ルカはこれがウッドゴーレムだと当たりを付けるとフレンドリーに接したが、ウッドゴーレムは襲ってくるだけだった。
一旦、落とし穴の前まで逃げると、ウッドゴーレムは手前まで追ってきたが、落とし穴のある部屋には入ってこなかった。
「通路は広くないですから、ウッドゴーレムをやり過ごして書斎に行くのは無理そうですの」
理雄の一言でウッドゴーレムを撃破する事が決まった。
両手にナックルを付けたルカと、忍者刀を構えた沙桜がウッドゴーレムを交互に攻撃して攪乱し、その間に理雄がウインドスラッシュを、チカがライトニングサンダーボルトを詠唱してぶち当てた。しかし、それだけでは倒れず、ウッドゴーレムの行動制限を利用して攻撃しているにもかかわらず、ルカのトリッピングは効かず、沙桜は攻撃を受けてしまった。
ウッドゴーレムに止めを刺したのは、ライトニングアーマーを纏って前衛に出た理雄のライトニングソードの一撃だった。
●本当の宝物
武器庫にあったウッドゴーレムの残骸から、アロー・スリットはウッドゴーレムの耐久性を調べるものだったとゼファーは推測した。
大半の武器は朽ちていたが、健武とゼファーは比較的まともなミドルボウを、絶狼はミドルシールドを見付けた。

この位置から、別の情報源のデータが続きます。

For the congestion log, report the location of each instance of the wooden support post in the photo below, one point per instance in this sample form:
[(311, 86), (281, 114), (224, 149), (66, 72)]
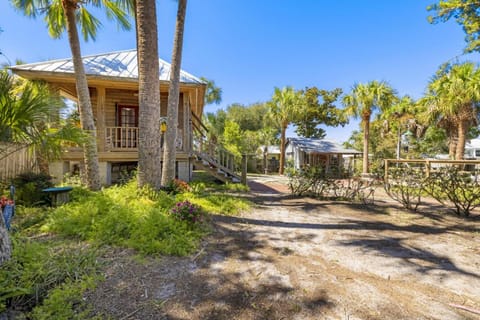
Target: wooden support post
[(244, 169)]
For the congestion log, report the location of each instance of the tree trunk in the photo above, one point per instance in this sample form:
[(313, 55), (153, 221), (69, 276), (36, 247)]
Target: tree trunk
[(84, 103), (5, 244), (366, 137), (282, 148), (170, 151), (462, 134), (149, 148)]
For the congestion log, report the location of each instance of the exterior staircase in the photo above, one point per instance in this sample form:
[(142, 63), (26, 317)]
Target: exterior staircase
[(217, 162)]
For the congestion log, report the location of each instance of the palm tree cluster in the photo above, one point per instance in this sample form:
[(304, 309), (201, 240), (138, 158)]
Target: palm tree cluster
[(448, 112), (63, 16)]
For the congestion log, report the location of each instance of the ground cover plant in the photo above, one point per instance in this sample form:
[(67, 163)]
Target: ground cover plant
[(56, 251), (320, 183), (404, 185), (451, 186)]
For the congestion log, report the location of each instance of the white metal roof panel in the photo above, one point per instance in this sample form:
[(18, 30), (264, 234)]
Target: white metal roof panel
[(310, 145), (120, 64)]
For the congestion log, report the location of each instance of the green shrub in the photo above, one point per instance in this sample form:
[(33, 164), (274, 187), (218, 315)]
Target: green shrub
[(187, 211), (451, 186), (65, 302), (219, 203), (404, 185), (160, 233), (36, 268), (126, 216)]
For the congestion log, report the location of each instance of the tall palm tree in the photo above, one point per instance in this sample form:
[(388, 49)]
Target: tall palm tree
[(169, 151), (29, 117), (63, 15), (454, 100), (149, 149), (284, 108), (363, 100)]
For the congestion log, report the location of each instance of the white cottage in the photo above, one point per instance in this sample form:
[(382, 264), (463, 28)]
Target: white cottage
[(319, 152)]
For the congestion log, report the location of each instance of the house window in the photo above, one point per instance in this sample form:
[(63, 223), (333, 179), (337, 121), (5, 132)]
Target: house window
[(127, 122), (127, 116)]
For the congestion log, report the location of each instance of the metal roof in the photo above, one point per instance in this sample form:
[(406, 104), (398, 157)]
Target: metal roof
[(310, 145), (120, 64), (473, 144)]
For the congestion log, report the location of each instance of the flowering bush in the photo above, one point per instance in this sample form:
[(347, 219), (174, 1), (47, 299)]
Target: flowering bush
[(185, 210)]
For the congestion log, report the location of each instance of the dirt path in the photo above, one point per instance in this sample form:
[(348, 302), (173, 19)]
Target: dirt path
[(307, 259)]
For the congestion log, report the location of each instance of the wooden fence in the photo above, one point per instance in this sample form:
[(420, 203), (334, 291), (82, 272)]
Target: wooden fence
[(15, 159), (431, 164)]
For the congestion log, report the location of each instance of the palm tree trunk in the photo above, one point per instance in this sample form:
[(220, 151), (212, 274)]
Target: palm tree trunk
[(84, 104), (169, 152), (462, 134), (366, 137), (282, 148), (149, 149)]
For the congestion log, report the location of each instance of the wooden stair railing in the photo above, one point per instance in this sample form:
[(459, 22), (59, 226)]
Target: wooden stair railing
[(216, 160)]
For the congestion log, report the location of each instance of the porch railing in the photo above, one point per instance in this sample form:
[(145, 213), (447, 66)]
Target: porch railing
[(126, 139)]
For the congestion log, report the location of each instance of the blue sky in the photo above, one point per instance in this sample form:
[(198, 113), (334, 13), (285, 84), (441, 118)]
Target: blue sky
[(248, 47)]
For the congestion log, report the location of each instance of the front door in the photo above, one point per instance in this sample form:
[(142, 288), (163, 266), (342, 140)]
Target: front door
[(127, 121)]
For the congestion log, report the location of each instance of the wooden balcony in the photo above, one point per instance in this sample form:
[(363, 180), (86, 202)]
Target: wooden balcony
[(126, 139)]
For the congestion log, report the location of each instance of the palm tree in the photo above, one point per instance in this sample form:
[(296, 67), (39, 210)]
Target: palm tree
[(213, 93), (28, 114), (169, 152), (63, 15), (149, 149), (453, 99), (363, 100), (284, 108)]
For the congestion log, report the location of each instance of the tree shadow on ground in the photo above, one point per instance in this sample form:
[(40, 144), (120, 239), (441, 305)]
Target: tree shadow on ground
[(204, 286), (423, 260)]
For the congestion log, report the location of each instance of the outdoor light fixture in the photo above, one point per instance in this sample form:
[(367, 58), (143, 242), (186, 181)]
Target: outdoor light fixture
[(163, 125)]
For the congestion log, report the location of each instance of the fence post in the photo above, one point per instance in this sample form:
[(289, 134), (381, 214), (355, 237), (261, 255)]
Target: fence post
[(244, 169), (386, 171)]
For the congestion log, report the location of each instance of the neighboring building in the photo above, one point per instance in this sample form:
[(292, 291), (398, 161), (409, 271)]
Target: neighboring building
[(315, 152), (472, 149), (270, 158), (113, 83)]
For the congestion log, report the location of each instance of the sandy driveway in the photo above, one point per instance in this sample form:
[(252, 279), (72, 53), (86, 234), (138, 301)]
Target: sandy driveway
[(307, 259)]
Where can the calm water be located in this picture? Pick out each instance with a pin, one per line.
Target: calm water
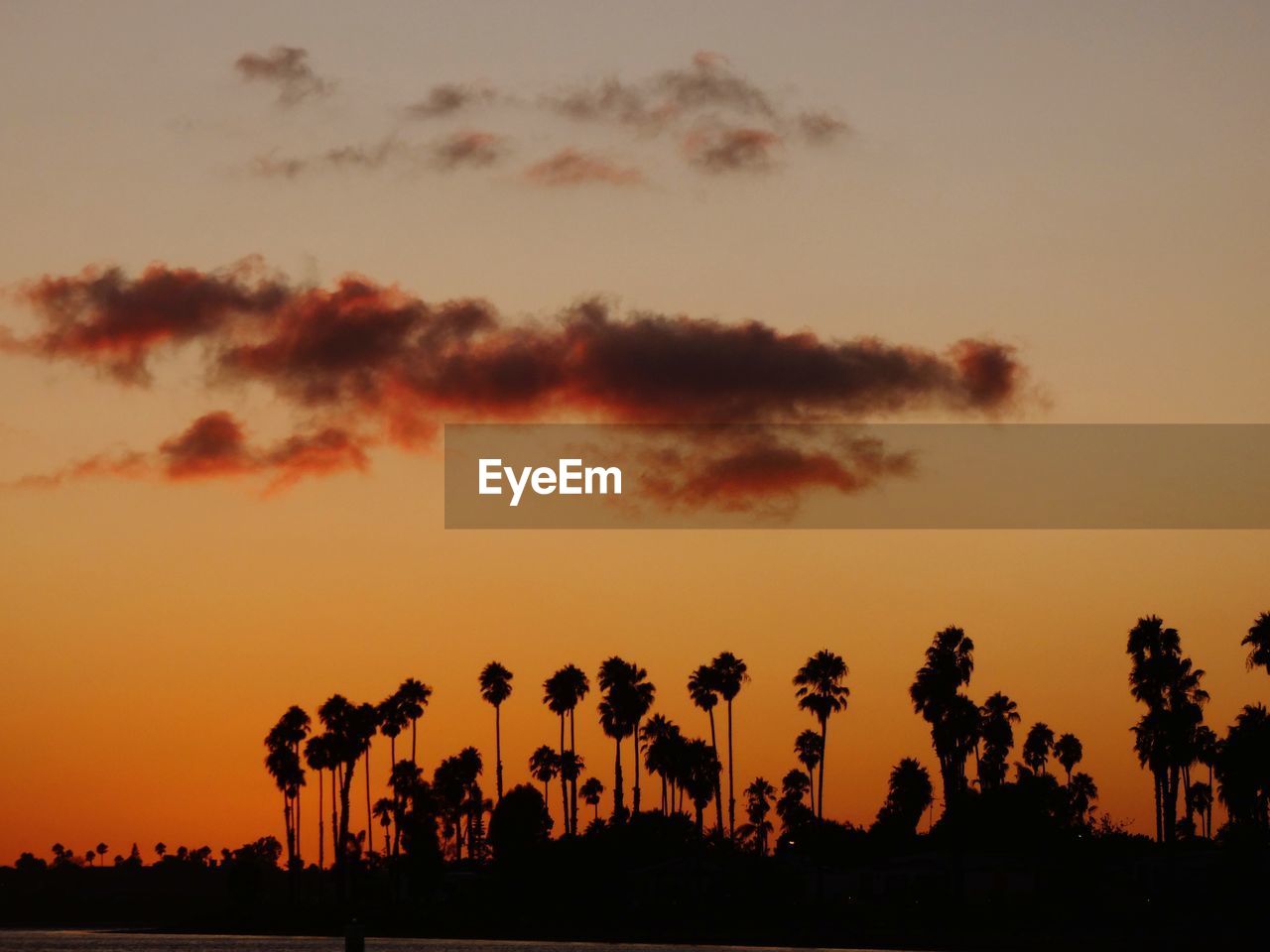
(118, 942)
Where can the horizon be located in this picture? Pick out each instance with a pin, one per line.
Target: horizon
(874, 212)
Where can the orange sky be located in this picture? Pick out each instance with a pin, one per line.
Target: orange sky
(1047, 178)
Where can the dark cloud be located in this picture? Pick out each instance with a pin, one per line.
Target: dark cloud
(572, 168)
(214, 445)
(448, 99)
(386, 362)
(731, 149)
(756, 470)
(467, 150)
(286, 67)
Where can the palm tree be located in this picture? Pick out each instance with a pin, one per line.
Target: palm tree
(822, 692)
(758, 803)
(626, 698)
(413, 697)
(997, 717)
(1038, 746)
(544, 766)
(1069, 753)
(562, 693)
(659, 735)
(318, 756)
(730, 674)
(282, 762)
(1259, 643)
(908, 794)
(393, 721)
(385, 811)
(1169, 685)
(1082, 792)
(703, 690)
(810, 751)
(495, 687)
(949, 664)
(592, 788)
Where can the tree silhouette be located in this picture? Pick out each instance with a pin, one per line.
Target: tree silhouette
(730, 675)
(937, 697)
(997, 716)
(758, 803)
(810, 751)
(1257, 642)
(592, 789)
(1169, 685)
(703, 690)
(282, 762)
(1037, 747)
(495, 687)
(822, 692)
(544, 766)
(1243, 771)
(908, 794)
(413, 698)
(1069, 752)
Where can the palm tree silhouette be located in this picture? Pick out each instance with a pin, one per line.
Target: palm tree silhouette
(997, 716)
(1038, 746)
(495, 687)
(730, 674)
(393, 721)
(318, 756)
(758, 803)
(935, 694)
(810, 751)
(562, 693)
(1069, 752)
(592, 789)
(413, 698)
(1169, 684)
(1259, 643)
(544, 766)
(822, 692)
(626, 698)
(703, 690)
(908, 794)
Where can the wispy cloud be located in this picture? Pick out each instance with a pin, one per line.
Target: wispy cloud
(287, 70)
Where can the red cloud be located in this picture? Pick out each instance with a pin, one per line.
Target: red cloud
(572, 168)
(389, 363)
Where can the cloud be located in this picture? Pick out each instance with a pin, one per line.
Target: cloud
(393, 366)
(447, 99)
(731, 149)
(821, 128)
(572, 168)
(756, 470)
(214, 445)
(467, 150)
(286, 67)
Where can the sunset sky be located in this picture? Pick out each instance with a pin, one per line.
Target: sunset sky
(1080, 182)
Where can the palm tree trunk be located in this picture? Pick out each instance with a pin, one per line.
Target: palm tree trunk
(617, 777)
(635, 797)
(498, 751)
(572, 783)
(321, 830)
(731, 794)
(714, 747)
(370, 819)
(825, 756)
(564, 783)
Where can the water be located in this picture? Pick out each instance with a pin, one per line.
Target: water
(123, 942)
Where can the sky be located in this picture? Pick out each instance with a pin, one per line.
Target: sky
(1082, 185)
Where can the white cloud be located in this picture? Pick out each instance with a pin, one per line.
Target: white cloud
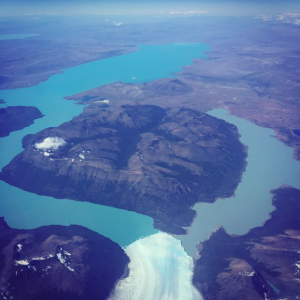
(52, 143)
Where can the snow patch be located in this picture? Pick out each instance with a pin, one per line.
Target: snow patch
(159, 269)
(23, 262)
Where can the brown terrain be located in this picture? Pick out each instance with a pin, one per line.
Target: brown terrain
(144, 158)
(58, 262)
(263, 264)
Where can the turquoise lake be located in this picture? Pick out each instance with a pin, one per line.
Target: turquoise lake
(270, 163)
(26, 210)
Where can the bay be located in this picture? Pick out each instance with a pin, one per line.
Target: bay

「宝物って何だろうね〜? あたしが使える魔法の品だといいな〜♪」
チカが見守る中、ルカ達が手分けをして書斎を調べると、保存状態のいい解毒剤が5本見つかった。また、沙桜は魔法用スクロールを2本見付けたが、これは忍術と系統が異なる事と保存食のお礼も兼ねてチカと理雄に譲った。
翌日にもう一度隠し通路へ向かい、安全の再確認を行った。残念ながらアロー・スリットの通路は封鎖しなければならないが、ピットの方は開閉する仕掛けが書斎にあり、閉じる事ができた。
「もしかしたら、ウッドゴーレムがここの一番の宝物だったりするかも知れませんね‥‥」
ウッドゴーレムの残骸を片付ける理雄の言葉に、手伝っていたクレアスは頷いたのだった。
残念ながらゴーレムの研究に関する資料は見付からなかったが、今もなお動いていた実物のウッドゴーレムこそ、この遺跡の宝だったのかも知れない。